Бланш. Он-то и завез меня сюда… Где я – незваная гостья, где оставаться – позор.

Стелла. Но тогда ведь этот твой тон превосходства, пожалуй, не совсем уместен, ты не находишь?

Бланш. Нет, Стелла, я не заношусь и не считаю себя лучше других. Можешь мне верить. Но вот как я представляю себе: да, с такими сходятся – на день, на два, на три… пока дьявол сидит в тебе. Но жить с таким! Иметь от него ребенка!..

Стелла. Я тебе уже говорила, что люблю его.

Бланш. Тогда я просто трепещу. Мне страшно за тебя.

Стелла. Что поделаешь – трепещи, раз ты так уперлась на своем.

Молчание.

Бланш. С тобой можно говорить… по душам?

Стелла. Да говори, пожалуйста, кто тебе мешает? Можешь не стесняться.

Грохот приближающегося поезда. Обе умолкли, пережидая, пока стихнет шум.

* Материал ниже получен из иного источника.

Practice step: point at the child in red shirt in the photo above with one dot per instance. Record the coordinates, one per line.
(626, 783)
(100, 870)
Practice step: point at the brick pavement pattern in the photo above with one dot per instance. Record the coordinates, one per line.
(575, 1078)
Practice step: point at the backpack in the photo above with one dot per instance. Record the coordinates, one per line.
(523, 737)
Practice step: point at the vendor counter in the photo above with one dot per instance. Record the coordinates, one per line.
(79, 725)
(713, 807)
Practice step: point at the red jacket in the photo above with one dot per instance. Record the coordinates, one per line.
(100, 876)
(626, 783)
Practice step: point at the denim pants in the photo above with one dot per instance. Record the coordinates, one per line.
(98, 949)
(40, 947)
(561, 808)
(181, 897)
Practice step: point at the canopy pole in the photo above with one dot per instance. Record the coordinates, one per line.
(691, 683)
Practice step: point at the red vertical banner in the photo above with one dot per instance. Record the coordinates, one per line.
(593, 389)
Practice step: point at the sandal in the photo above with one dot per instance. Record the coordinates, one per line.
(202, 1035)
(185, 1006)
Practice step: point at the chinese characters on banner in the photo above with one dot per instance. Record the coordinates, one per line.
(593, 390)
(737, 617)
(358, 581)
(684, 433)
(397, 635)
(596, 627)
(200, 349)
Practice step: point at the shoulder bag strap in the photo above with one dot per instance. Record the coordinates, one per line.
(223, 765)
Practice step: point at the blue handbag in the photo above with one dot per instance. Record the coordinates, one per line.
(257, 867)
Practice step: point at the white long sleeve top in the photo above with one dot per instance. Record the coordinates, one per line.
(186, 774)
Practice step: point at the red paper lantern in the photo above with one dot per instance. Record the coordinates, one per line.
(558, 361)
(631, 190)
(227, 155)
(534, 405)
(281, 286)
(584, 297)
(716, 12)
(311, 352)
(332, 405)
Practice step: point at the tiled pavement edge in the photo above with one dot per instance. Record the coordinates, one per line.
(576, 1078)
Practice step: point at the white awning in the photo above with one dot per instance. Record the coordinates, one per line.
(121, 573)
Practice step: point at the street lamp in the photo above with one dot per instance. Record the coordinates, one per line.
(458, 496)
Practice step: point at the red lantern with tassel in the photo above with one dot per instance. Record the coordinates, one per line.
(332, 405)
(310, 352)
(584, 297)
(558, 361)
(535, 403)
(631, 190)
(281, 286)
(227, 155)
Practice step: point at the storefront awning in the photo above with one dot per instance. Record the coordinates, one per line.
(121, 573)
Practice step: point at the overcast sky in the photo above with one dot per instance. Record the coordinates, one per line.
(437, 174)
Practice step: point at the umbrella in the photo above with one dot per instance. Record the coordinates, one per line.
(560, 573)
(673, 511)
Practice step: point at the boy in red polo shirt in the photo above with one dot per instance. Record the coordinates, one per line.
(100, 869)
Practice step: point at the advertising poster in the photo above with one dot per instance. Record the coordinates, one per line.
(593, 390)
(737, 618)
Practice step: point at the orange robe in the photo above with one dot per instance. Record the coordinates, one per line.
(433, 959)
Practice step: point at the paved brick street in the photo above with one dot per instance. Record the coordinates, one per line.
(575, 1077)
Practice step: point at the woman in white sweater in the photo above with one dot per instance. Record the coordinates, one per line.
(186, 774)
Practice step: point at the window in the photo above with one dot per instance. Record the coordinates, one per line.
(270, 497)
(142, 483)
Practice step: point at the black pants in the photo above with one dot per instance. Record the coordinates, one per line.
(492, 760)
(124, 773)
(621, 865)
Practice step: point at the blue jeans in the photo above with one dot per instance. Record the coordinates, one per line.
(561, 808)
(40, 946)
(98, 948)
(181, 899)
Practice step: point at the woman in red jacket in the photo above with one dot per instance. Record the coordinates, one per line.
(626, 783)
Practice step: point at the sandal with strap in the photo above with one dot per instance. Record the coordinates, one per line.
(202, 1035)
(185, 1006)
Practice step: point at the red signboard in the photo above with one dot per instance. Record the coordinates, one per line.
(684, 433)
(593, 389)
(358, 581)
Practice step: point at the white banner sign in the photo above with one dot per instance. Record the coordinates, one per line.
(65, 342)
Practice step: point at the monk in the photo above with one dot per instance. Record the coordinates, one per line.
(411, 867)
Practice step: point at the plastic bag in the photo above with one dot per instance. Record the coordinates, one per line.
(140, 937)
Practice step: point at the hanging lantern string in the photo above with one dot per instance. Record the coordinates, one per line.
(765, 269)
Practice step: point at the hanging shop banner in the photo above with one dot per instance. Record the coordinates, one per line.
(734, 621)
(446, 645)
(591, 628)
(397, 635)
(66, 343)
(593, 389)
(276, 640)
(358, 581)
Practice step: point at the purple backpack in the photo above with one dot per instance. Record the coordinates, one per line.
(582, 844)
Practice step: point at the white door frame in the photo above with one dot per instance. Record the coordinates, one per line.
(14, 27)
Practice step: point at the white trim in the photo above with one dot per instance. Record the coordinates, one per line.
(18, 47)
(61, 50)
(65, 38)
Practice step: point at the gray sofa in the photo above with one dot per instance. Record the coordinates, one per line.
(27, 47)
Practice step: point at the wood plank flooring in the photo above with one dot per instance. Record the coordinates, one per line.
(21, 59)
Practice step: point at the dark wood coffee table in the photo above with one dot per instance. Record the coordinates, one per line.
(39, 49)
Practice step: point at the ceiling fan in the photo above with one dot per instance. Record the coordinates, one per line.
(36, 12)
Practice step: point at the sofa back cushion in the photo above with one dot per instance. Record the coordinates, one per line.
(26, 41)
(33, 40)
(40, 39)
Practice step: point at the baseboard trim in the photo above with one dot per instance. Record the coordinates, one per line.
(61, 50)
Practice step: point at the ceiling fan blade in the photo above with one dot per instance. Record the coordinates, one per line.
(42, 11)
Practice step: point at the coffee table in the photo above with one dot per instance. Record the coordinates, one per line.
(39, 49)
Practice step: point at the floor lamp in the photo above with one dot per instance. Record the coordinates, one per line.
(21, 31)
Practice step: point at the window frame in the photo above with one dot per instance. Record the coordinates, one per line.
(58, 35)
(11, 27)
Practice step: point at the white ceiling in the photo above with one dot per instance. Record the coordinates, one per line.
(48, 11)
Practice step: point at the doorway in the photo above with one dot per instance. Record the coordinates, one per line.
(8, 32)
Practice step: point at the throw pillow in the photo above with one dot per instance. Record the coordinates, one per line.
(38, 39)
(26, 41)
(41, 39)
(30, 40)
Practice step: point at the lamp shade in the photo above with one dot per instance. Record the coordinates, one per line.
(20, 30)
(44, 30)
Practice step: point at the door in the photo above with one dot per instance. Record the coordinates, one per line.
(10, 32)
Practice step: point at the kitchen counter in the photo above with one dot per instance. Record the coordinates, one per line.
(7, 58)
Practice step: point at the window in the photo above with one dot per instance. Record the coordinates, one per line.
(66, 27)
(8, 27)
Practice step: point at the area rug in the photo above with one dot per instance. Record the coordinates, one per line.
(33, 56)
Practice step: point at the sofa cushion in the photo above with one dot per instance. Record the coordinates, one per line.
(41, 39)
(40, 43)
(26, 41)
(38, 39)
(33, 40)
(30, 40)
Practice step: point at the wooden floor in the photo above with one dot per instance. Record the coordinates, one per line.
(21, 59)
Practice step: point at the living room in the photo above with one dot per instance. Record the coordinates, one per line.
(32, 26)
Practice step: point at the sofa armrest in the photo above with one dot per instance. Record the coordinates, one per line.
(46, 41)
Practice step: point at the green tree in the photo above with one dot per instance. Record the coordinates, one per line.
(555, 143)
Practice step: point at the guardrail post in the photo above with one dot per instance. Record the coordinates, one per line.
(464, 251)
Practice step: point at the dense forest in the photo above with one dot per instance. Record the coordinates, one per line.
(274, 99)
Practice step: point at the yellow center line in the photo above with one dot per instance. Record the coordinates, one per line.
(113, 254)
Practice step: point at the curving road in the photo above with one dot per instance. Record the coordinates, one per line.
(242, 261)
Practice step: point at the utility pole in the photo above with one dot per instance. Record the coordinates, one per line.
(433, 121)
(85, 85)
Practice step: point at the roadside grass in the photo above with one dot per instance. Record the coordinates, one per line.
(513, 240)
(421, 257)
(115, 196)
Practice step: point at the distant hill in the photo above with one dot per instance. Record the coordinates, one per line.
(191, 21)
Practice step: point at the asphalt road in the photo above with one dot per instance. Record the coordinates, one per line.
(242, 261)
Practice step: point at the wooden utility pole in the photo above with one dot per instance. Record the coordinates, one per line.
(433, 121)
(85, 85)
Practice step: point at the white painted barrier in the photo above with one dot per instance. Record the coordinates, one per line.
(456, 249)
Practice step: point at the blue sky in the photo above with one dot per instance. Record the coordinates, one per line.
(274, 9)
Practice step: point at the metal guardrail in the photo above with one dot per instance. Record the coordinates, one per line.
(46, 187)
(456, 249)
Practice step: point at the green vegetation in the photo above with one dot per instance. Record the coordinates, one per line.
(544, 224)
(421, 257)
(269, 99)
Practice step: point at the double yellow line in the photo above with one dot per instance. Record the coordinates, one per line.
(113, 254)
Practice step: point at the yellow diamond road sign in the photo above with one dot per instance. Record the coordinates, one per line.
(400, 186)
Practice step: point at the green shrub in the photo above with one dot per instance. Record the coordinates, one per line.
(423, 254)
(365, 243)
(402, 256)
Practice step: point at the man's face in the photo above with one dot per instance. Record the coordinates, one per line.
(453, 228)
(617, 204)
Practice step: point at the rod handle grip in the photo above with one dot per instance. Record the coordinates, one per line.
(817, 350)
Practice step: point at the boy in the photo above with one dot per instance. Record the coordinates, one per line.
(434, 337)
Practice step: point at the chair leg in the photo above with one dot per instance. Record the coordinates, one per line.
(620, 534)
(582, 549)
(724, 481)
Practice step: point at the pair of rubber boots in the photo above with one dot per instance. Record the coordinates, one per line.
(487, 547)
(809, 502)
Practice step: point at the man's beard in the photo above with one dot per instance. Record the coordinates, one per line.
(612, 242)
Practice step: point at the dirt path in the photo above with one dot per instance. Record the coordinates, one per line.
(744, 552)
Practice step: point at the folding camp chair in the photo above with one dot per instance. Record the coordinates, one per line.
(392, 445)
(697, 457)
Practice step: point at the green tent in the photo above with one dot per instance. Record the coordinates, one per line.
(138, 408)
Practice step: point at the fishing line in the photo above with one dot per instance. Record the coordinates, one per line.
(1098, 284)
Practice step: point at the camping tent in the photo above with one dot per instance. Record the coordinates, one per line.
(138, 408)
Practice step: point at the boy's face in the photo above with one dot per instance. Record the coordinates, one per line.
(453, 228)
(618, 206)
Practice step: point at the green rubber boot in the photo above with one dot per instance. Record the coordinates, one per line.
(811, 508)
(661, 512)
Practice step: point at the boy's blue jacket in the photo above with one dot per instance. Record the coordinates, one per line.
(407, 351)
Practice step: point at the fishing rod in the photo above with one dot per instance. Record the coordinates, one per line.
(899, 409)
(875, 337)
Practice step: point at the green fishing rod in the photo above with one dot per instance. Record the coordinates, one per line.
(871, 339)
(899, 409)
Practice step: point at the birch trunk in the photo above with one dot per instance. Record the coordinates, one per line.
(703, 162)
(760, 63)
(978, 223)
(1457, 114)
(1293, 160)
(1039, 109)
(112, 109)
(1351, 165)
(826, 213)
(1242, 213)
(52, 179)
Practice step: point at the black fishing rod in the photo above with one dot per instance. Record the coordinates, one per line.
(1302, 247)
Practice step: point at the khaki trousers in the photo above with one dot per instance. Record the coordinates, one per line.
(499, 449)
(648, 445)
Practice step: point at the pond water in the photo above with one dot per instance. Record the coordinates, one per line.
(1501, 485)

Женщины все время остаются в спальне. Неслышный за шумом поезда, с улицы вошел Стэнли. В руках у него несколько пакетов. Не замечаемый женщинами, стоит, прислушиваясь к разговору. На нем нижняя рубаха и перепачканные машинным маслом брюки.

Бланш. Так вот, с позволения сказать, – он вульгарен!

Стелла. Ну и что ж… допустим.

Бланш. Допустим! Неужто ты забыла все, чему тебя учили, на чем мы взросли? Разве ты не видишь, что в нем нет и проблеска благородства? О если б он был всего лишь простым! Совсем немудрящим, но добрым, цельным, – так нет же! Есть в нем это хамство – что-то откровенно скотское!.. Ты ненавидишь меня за эти слова?

Стелла (холодно). Ничего, не смущайся – выскажись до конца.

Бланш. Ведет себя как скотина, а повадки – зверя! Ест как животное, ходит как животное, изъясняется как животное! Есть в нем даже что-то еще недочеловеческое – существо, еще не достигшее той ступени, на которой стоит современный человек. Да, человек-обезьяна, вроде тех, что я видела на картинках на лекциях по антропологии. Тысячи и тысячи лет прошли мимо него, и вот он, Стэнли Ковальский – живая реликвия каменного века! Приносящий домой сырое мясо после того, как убивал в джунглях. А ты – здесь, поджидаешь: прибьет?.. а вдруг – хрюкнет и поцелует! Если, конечно, поцелуи уже были известны в ту пору. И вот наступает ночь, собираются обезьяны! Перед этой вот пещерой… и все, как он, хрюкают, жадно лакают воду, гложут кости, неуклюжие, не посторонись – задавят. «Вечерок за покером»… называешь ты это игрище обезьян! Одна зарычит, другая схватила что под руку подвернулось – и вот уже сцепились. Господи! Да, как далеко нам до того, чтобы считать себя созданными по образу и подобию Божию… Стелла, сестра моя!.. Ведь был же с тех пор все-таки хоть какой-то прогресс! Ведь с такими чудесами, как искусство, поэзия, музыка, пришел же в мир какой-то новый свет. Ведь зародились же в ком-то более высокие чувства! И наш долг – растить их. Не поступаться ими, нести их, как знамя, в нашем походе сквозь тьму, чем бы он ни закончился, куда бы ни завел нас… Так не предайся же зверю, не живи по-звериному!

Проходит еще один поезд. Стэнли в нерешительности облизывает губы. Затем повернулся и бесшумно выходит. Женщины так и не заметили его. Когда поезд стихает вдали, кричит за дверью: «Эй!

Эй! Стелла!»

Стелла (до сих пор внимательно слушала Бланш). Стэнли!

Бланш. Стелла, я…

Но та уже у входной двери.

Стэнли (как ни в чем не бывало входит со своими покупками). Привет, Стелла, а Бланш уже вернулась?

Стелла. Дома, дома.

Стэнли. Привет, Бланш. (Ухмыляется ей.)

Стелла. Ты что, полазил под машиной?

Стэнли. Да эти портачи, механики у Фрица, ничего не смыслят – им что задница, что… Эй!

Стелла крепко обняла его обеими руками, прильнула – прямо на виду у Бланш, не стесняясь. Он смеется, прижимает Стеллу лицом к себе. Поверх ее головы ухмыляется стоящей в спальне, у портьеры, Бланш.